An international team of scientists led by Vejkov Veljokovic at the Institute for Nuclear Sciences Belgrade in Serbia reviewed the evidence on the hazards of gp120 vaccines extensively in 2000 [9]. They highlighted the homologies of gp120 to the human immunoglubulins, hence its potential for participating in, and destabilizing, the immune network. Gp120-based vaccines caused ‘deceptive imprinting’ of the immune system, disarming it against a subsequent HIV infection and accelerating progression to AIDS disease. Such vaccines were also found to elicit auto-antibodies in the host, to impair cytotoxic T lymphocytes, and to eliminate CD4+ T cells. Further, the presence of recombination hotspots in gp120 facilitates horizontal gene transfer and recombination to create new HIV strains and other viruses and bacteria. (The dangers of horizontal gene transfer and recombination apply to all recombinant vaccines against HIV.) On the basis of the extensive evidence of actual and potential hazards, Veljkovic and colleagues called for a moratorium on gp120 vaccines, and for a new vaccine strategy that avoids the dangers specific to gp120, as well as those general to HIV as an integrated retrovirus.

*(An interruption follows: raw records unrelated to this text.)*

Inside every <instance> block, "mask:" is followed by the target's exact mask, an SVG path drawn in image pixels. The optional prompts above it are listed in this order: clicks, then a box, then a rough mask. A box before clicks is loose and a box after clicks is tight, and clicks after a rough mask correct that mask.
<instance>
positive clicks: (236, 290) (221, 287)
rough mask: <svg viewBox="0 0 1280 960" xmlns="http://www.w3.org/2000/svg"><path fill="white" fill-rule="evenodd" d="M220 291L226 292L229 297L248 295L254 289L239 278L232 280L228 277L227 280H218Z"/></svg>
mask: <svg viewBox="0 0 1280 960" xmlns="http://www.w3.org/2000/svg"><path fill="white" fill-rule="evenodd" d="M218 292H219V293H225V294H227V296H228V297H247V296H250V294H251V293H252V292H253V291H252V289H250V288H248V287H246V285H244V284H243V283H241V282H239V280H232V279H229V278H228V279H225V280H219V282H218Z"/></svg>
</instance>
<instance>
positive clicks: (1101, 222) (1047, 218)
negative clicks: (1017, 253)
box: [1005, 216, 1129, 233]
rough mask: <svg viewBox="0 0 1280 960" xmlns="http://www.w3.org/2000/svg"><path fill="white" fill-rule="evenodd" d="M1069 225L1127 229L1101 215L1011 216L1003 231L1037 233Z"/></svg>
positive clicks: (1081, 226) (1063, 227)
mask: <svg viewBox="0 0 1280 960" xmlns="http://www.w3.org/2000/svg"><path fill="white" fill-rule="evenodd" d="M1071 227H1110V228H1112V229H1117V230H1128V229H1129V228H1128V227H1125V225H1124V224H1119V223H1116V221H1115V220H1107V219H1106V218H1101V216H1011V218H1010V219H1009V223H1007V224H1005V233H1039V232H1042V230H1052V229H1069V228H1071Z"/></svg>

Above all, it remains unclear as to exactly how HIV causes AIDS disease, as IAVI admits (see above) and as borne out by a recent review of the evidence [10, 11] (On Quitting HIV, Beyond the HIV-Causes-AIDS Model, SiS 34). In the absence of this knowledge, any vaccine strategy based on HIV is inappropriate and potentially dangerous.
A rethink of the vaccine strategy is in order in view of the harm that can be caused to participants in clinical trials; and the failed Merck vaccine is perhaps the clearest example of that to-date. Bearing in mind that only a subset of the volunteers – those expected to give the best response to the vaccine – has been assessed, the full clinical picture could be considerably worse.
Merck should now disclose the results in full, including the precise nature of the vaccine used, to ensure that the same mistakes are not made again. For the same reasons, full reporting of the clinical and scientific data from all vaccine trials should be made mandatory.
There is now substantial evidence that nutritional interventions and exercise are effective in both preventing HIV infection and in delaying disease progression, as described in many chapters of our report, Unraveling AIDS [2]. Since then, new supporting evidence has accumulated.
Naturally occurring flavonoids in tea and fruit juices are found to have anti-HIV activity [12, 13] (Desk Top Drug Discovery, SiS 33); while certain naturally circulating auto-antibodies in HIV-negative healthy individuals are capable of neutralising HIV [14]. The enormous amounts of resources that continue to be poured into vaccine development via the IAVI, especially by mega-philanthropies such as the Gates Foundation [15] (Philanthropy Gates Style, SiS 35) would do much more to combat AIDS if diverted to eradicating poverty, improving nutrition and sanitation, and to promoting a generally healthy lifestyle.
I thank Dr. Veljko Veljkovic for his advice and for sending me key publications for this report.